“Whosoever toucheth the dead, even the body of any man that is dead,
and purifieth not himself—he hath defiled the tabernacle of the Lord—
that soul shall be cut off from Israel;
because the water of sprinkling was not dashed against him,
he shall be unclean; his uncleanliness is yet upon him.”
And if the parent cares for a child who is passing, or child for the parent,
or a friend for another friend,
or even a stranger who happens upon another who is mortally sick
and puts a damp cloth on the feverish forehead
and becomes the last human face to be seen
as the darkness that too soon will settle on everyone
falls over the eyes of that child, friend or sick stranger,
while the tightly held hands of comforter and comforted at last release each other
and the body heat of the one just dead dies down,
then at what point do the neatly inscribed letters of the law
decree the comforter to be a leper who would defile the tabernacle.
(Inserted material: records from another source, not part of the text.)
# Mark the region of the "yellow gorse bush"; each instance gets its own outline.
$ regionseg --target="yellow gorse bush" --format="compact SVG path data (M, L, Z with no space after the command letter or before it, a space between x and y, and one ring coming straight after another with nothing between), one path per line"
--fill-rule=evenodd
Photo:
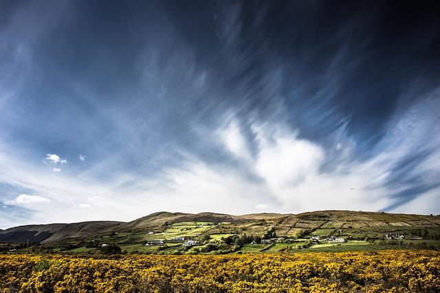
M0 292L440 292L440 252L0 255Z

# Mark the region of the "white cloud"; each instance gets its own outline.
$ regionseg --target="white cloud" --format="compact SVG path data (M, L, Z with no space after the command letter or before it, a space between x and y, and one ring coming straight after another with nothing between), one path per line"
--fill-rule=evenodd
M254 207L256 209L265 210L269 208L269 205L266 204L255 204Z
M60 156L58 156L58 154L46 154L46 157L45 158L45 161L49 161L50 163L52 163L52 164L58 164L58 163L60 164L67 164L67 160L60 158Z
M5 200L6 205L23 205L32 204L44 204L50 202L50 198L43 198L39 196L30 196L23 194L17 196L14 200Z
M74 204L73 207L74 209L90 209L91 207L91 205L85 203L80 203L78 204Z
M231 153L243 159L251 159L248 144L236 121L232 120L226 129L219 132L219 136Z

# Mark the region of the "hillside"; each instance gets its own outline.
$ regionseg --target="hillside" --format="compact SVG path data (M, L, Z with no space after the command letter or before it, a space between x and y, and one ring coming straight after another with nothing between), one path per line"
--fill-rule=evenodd
M181 228L180 232L173 231L175 227L171 225L186 222L217 224L209 227L197 226ZM155 235L163 235L173 231L172 235L175 236L186 233L190 234L192 237L201 237L206 234L239 235L245 233L261 236L273 229L277 235L289 237L296 237L305 231L320 235L335 232L348 235L368 233L380 235L386 231L419 228L437 231L440 228L440 217L352 211L320 211L298 215L254 213L241 215L162 211L129 222L94 221L21 226L0 231L0 242L25 242L29 237L31 242L47 244L72 239L88 239L111 233L135 234L148 231L154 231ZM190 231L190 233L186 232ZM146 238L138 240L144 241Z

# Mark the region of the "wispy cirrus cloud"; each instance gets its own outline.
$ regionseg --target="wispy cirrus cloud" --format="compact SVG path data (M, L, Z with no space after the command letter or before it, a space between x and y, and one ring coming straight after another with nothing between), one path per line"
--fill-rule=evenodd
M65 159L61 159L60 157L60 156L58 156L58 154L46 154L46 157L44 159L45 161L47 162L50 162L52 163L52 164L58 164L60 163L61 165L63 164L67 164L67 161Z
M50 199L39 196L30 196L29 194L20 194L13 200L4 200L6 205L28 205L38 204L50 202Z

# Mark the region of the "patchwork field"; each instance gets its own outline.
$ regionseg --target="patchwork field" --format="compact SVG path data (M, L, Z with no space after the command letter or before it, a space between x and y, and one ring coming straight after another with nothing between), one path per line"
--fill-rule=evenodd
M440 253L432 250L105 258L0 255L4 292L434 292L440 291L439 274Z

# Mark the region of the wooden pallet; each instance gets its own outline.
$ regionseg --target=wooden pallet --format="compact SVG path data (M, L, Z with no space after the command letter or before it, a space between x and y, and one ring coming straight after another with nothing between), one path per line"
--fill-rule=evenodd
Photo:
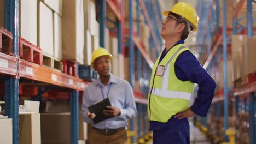
M43 53L41 48L25 39L19 38L19 54L21 59L42 65Z
M0 27L0 52L13 56L13 34L4 28Z
M63 71L62 62L56 57L43 52L43 65Z

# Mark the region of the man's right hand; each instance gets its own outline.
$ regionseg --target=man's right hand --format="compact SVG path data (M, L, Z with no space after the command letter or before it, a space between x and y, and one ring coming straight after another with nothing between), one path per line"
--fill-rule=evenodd
M95 114L94 114L93 113L90 113L90 112L88 111L88 113L87 113L87 116L89 117L89 118L92 119L95 117L96 115L95 115Z

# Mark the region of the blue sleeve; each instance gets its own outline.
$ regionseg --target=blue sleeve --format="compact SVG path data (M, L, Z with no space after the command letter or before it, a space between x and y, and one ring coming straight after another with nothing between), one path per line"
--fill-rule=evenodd
M136 105L134 99L133 91L131 85L126 82L124 88L125 88L124 107L120 109L119 117L123 119L127 118L132 118L137 113Z
M206 117L216 87L214 80L189 51L181 53L174 67L175 74L180 80L198 84L197 97L190 109L194 113Z

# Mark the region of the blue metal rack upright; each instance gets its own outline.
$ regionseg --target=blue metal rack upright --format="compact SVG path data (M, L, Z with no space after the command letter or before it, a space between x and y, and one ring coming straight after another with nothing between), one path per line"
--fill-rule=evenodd
M19 55L19 0L5 0L5 28L13 33L13 52ZM18 64L17 68L18 69ZM13 143L19 143L19 80L12 77L5 82L5 114L13 119Z

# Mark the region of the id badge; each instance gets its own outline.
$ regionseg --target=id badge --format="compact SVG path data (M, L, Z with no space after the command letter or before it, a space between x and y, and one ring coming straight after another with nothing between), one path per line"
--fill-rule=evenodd
M163 65L158 65L156 68L156 73L155 73L156 75L160 76L162 76L164 75L164 72L165 71L165 67Z

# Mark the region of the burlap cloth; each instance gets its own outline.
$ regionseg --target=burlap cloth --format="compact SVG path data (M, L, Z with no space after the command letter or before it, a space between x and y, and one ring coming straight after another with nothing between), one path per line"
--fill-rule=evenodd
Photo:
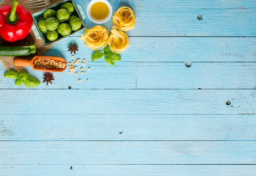
M23 5L23 3L27 1L27 0L18 0L18 1L19 4L24 7L25 5ZM50 6L63 1L64 0L54 0ZM12 0L4 0L3 1L0 2L0 7L4 5L10 5L11 4L12 2ZM50 6L49 6L49 7L50 7ZM39 8L29 8L27 9L27 10L28 10L31 14L34 14L38 12L47 7L49 8L49 7ZM45 47L43 41L41 40L36 38L32 30L31 30L30 33L26 38L22 40L18 40L18 41L34 42L36 43L36 54L33 56L31 55L27 57L29 58L32 58L34 56L41 55L43 54L54 45L52 45L47 47ZM0 37L0 42L7 42L5 41L2 38ZM18 71L22 69L22 67L16 67L13 65L14 58L14 57L0 57L0 62L2 62L4 66L7 70L9 70L11 68L13 68L14 69Z

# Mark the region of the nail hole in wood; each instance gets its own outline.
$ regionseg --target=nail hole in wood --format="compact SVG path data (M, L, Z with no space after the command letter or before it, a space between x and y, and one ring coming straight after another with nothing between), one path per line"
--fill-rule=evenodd
M191 62L186 62L185 63L185 65L186 65L186 67L191 67Z
M198 20L202 20L202 15L198 15Z
M226 105L230 105L231 104L231 102L230 102L229 101L227 101L227 102L226 102Z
Or does the damp cloth yet hold enough moisture
or the hands that tried to comfort have enough dexterity
to cleanse away any stain.
Or if a mourner wants to hold on till all warmth leaves the departed
or if he wants his lips to taste that last kiss for just a little longer
would the comforter’s flesh be made unkosher by skin now turned eternally cold
or does that final loving rite of parting by itself wash all impurity away.
If strict rules are broken during sorrowful days
are the curves and swirls of the letters of the law
wide enough to allow a keyhole
for ministering hands and loving lips to become
the keys that open the door back into the house of Israel.